Infrastructure credentials typically do not follow this ownership model.


Defense in Depth

Separation also improves resilience during security incidents.

Imagine a vulnerability affecting product APIs.

If customer secrets and infrastructure secrets share the same backend, attackers may gain a pathway to internal credentials.

With distinct systems and access controls, compromise in one domain is less likely to escalate into complete platform compromise.

Defense in depth is achieved not through any single mechanism but through carefully designed boundaries.


Operational Simplicity

Keeping operational credentials in Vault allows platform teams to continue using established tooling for deployment, rotation, and policy management.

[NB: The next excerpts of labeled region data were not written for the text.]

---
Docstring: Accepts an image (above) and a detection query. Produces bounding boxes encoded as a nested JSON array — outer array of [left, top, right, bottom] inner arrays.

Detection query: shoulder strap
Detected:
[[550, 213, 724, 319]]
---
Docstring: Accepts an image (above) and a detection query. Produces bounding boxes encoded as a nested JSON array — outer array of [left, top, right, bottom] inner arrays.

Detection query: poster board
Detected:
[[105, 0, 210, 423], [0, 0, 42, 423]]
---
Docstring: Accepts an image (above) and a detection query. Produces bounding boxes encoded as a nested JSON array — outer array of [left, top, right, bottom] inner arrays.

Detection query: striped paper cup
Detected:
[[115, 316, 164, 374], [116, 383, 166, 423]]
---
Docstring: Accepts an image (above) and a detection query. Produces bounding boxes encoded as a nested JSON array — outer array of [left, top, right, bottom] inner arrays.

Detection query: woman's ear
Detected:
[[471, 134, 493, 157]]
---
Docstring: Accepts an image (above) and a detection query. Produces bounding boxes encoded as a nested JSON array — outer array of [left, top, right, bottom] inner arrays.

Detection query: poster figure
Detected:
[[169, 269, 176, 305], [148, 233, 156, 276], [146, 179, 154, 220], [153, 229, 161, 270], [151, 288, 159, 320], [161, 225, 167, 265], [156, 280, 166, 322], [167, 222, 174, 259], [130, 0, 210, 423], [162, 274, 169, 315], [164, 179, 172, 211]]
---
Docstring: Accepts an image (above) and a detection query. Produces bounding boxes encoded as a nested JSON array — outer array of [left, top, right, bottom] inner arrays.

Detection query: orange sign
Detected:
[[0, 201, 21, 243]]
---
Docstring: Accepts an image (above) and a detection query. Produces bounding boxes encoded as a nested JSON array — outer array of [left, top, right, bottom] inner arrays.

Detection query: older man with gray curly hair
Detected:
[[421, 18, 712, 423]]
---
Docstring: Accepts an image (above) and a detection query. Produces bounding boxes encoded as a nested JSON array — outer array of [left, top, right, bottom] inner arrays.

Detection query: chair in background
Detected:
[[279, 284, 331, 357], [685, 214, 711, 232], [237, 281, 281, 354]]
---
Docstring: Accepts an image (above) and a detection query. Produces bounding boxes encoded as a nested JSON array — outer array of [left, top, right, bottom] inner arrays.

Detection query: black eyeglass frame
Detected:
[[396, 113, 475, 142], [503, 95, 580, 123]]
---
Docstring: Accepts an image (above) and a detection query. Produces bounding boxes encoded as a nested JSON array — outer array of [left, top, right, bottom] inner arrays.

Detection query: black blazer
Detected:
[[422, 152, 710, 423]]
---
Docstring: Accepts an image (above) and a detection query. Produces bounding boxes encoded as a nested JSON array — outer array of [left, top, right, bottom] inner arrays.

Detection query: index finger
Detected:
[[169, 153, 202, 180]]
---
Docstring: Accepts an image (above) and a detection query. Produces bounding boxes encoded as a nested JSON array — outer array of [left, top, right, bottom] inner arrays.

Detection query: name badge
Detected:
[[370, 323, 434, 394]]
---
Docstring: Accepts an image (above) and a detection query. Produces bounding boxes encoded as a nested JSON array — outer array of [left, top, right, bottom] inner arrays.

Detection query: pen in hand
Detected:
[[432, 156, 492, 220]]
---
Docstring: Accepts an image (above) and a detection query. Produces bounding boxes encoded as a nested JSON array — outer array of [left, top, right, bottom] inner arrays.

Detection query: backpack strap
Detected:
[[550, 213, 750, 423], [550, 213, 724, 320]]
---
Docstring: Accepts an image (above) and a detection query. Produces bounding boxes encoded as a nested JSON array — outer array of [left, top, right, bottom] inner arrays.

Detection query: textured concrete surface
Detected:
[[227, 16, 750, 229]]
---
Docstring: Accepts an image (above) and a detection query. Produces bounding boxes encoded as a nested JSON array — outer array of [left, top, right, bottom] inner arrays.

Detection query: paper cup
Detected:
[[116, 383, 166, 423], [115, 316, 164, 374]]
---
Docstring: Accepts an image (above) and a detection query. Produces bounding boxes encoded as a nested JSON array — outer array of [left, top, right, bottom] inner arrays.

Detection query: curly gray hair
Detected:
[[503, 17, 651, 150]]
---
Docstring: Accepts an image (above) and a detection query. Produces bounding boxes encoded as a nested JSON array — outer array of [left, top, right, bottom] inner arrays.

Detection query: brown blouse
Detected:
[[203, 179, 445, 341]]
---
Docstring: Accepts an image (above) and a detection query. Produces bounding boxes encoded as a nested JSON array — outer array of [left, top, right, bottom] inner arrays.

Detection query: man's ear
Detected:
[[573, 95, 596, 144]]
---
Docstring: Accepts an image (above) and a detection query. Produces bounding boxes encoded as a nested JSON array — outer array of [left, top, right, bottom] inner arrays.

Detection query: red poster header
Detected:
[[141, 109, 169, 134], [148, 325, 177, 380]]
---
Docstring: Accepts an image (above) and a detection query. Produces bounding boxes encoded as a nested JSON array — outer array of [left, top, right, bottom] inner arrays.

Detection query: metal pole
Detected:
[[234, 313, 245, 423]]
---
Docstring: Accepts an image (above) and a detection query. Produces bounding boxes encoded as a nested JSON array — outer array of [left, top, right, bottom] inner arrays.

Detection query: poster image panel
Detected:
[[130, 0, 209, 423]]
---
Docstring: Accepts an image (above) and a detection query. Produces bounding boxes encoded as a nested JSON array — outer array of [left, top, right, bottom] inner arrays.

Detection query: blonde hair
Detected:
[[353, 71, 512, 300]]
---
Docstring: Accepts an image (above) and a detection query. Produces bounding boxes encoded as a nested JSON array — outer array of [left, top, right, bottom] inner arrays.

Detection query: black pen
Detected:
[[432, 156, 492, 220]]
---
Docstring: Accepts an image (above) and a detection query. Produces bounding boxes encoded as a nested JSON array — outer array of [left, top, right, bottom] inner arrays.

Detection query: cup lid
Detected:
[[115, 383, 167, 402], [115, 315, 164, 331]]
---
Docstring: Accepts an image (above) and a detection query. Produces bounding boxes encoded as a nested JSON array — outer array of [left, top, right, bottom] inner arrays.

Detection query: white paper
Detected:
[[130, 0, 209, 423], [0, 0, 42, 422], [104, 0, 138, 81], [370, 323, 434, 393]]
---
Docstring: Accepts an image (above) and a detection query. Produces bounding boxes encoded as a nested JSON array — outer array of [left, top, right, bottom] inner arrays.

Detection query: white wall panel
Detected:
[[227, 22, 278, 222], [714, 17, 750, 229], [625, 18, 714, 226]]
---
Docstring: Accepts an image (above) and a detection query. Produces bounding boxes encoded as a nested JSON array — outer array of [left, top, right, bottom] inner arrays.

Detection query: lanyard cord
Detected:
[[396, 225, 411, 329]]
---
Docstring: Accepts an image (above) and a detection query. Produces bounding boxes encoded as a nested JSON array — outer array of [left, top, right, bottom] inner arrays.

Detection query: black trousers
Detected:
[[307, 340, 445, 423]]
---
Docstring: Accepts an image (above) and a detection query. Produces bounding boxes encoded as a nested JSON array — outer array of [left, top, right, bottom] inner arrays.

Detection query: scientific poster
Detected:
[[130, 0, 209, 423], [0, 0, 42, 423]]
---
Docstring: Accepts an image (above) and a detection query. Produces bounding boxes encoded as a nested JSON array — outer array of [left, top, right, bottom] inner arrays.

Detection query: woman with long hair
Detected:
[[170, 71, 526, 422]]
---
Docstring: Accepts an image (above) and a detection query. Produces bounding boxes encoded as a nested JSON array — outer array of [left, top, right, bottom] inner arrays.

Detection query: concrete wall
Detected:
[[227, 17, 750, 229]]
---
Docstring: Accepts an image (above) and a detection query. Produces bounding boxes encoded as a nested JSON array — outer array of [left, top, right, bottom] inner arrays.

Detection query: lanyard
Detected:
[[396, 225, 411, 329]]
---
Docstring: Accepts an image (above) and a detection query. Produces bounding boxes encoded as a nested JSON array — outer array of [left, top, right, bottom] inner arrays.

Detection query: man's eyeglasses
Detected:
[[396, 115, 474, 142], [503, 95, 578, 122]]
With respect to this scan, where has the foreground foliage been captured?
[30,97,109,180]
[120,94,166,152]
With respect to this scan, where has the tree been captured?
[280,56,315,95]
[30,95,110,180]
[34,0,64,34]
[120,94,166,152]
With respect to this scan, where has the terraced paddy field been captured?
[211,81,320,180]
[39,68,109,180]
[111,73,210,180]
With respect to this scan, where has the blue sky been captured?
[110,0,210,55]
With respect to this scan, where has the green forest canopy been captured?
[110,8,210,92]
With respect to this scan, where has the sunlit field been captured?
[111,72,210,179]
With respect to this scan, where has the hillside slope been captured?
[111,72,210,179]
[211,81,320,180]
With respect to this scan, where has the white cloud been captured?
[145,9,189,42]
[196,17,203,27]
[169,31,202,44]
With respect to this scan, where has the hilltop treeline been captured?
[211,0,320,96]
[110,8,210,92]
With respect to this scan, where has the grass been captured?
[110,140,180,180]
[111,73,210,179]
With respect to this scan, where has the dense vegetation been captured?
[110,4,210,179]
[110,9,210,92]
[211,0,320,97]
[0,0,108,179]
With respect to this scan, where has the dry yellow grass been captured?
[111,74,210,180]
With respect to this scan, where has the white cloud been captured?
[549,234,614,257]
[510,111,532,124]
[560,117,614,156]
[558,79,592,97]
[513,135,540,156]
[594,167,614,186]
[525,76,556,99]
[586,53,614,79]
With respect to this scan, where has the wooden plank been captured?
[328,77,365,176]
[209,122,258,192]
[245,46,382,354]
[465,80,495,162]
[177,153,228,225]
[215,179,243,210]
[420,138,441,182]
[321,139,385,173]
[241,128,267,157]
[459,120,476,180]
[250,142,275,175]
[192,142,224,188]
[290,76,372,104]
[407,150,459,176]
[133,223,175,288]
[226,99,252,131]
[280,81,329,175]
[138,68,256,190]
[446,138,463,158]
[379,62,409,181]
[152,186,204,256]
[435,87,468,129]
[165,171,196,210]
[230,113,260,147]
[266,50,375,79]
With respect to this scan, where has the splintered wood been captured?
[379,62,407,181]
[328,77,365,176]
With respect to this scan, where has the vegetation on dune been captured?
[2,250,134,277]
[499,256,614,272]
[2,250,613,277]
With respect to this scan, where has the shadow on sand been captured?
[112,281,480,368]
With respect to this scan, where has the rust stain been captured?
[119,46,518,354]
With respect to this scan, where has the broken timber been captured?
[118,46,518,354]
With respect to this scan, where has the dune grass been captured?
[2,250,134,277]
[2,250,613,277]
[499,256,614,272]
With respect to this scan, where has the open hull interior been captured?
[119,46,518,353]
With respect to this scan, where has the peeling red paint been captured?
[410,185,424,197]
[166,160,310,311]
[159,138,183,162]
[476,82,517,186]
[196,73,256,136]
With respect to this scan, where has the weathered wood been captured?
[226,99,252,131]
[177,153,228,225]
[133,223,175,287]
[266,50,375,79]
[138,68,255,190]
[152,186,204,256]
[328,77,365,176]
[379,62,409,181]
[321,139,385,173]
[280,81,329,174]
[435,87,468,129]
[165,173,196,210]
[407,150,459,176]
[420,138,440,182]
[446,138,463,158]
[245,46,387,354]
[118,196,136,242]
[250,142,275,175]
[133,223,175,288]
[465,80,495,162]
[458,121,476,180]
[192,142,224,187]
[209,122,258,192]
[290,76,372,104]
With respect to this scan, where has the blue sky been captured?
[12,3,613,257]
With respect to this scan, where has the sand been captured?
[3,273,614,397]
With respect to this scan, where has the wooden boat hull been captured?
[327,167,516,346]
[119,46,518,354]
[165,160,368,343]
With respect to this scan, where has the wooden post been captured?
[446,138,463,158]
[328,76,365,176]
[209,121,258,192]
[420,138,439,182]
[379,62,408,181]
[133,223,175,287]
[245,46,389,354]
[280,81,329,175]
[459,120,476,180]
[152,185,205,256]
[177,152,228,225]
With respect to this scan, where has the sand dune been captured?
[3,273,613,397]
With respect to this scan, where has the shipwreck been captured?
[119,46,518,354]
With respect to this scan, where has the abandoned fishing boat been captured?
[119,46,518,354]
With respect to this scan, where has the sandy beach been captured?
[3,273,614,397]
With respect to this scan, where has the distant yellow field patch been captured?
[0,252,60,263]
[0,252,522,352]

Meanwhile, product engineers can evolve customer-facing secret workflows independently without coupling user experience to infrastructure operations.

Each system remains optimized for its own purpose.


Final Thoughts

Not all secrets are created equal. Customer integration tokens and infrastructure credentials may both require encryption and careful handling, but they differ fundamentally in ownership, lifecycle, and access patterns.

By implementing a dedicated Lua-based Secrets Manager for client-facing credentials while reserving HashiCorp Vault for operational secrets, Upblit establishes a clear security boundary that supports least privilege, tenant isolation, and defense in depth. Avoiding the temptation to collapse both categories into a single store keeps responsibilities well defined and reduces the blast radius of failures or compromises.

For modern SaaS platforms, treating product secrets and operational secrets as separate architectural concerns is often the cleaner—and safer—design choice.